NASA’s paper explored why the Earth’s climate was warm enough for liquid water to be present to encourage simple molecules and allow the planet to brew and incubate life.
The research, published in Nature Geoscience by a team of scientists from NASA said some four billion years ago the sun shone with only about three-quarters of the brightness of today and was not powerful enough to warm the Earth.
“Back then, Earth received only about 70 per cent of the energy from the sun than it does today,” lead author Vladimir Airapetian from NASA’s Goddard Space Flight Centre said.
“That means Earth should have been an icy ball. Instead, geological evidence says it was a warm globe with liquid water. We call this the Faint Young Sun Paradox.
“Our new research shows that solar storms could have been central to warming Earth.”
Using data from the exoplanet-hunting mission Kepler, which has also been recording the activity of different types of stars, NASA created a timeline of how the sun evolved and how it could affect a young Earth.
While solar storms were not a new concept, the new NASA research showed how the powerful solar explosions may have provided the crucial energy needed to warm Earth, despite the sun’s faintness.
“This newly discovered constant influx of solar particles to early Earth may have done more than just warm the atmosphere, it may also have provided the energy needed to make complex chemicals,” NASA’s Kepler mission said in a statement.
“In a planet scattered evenly with simple molecules, it takes a huge amount of incoming energy to create the complex molecules … that eventually seeded life.”
Discovery could lead way for ‘new life’ on other planets
Astronomer Alan Duffy from Swinburne University in Melbourne said the discovery was a game-changer and an opportunity to explore the possibility of life on other planets.

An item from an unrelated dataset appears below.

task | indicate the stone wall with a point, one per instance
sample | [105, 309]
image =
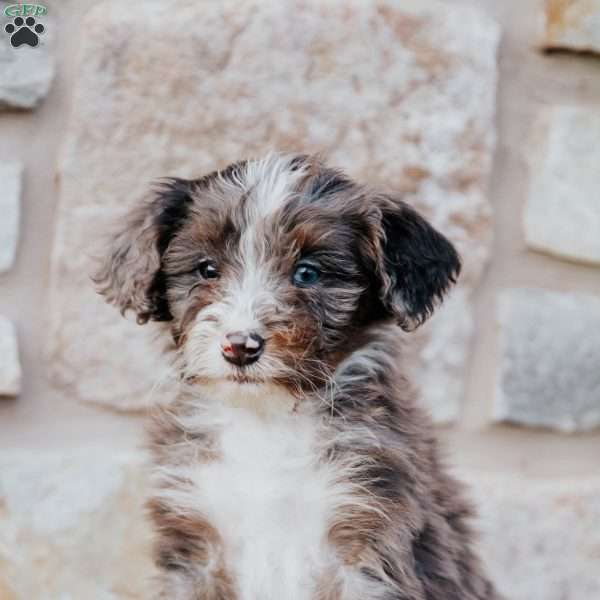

“What this research means is we can now be really specific about looking for other habitable worlds,” he told the ABC.
“We can search for the presence of younger stars that might be producing more violent storms which means we can begin to narrow down and find earth-like worlds — Earth 2.0 if you like — where the conditions appear exactly like those that made life possible on Earth.”
But Mr Duffy ruled out Mars as a candidate.
“Mars has suffered a lot of damage from the sun.”
The research showed the very first steps in the chain towards building life on Earth. Photo: NASA
He also said the research showed the very first steps in the chain towards building life on Earth.
“While the sun was ‘throwing a tantrum’, paradoxically this was a good thing for life on Earth,” Mr Duffy said.
“Not only did this make the planet able to house life, but it also gave the right ingredients to house life.”
The NASA research explored how the exploding particles from the sun seeped into Earth’s nitrogen-rich atmosphere and split relatively un-reactive nitrogen molecules in the atmosphere into two highly reactive nitrogen atoms.
Those could go on to react with any molecule in the early atmosphere, producing hydrogen cyanide and nitrous oxide.
“The latter, also known as laughing gas, is a powerful greenhouse gas — important for allowing liquid water to exist,” the NASA team said in a statement
Mr Duffy said the solar storms were now a rare occurrence — once a century at the very least.
“When the magnetic field is overwhelmed it can overload the electricity grid and cause mass blackouts and destroy our satellites.”
He said a large solar storm could send the Earth “back to the Stone Age”.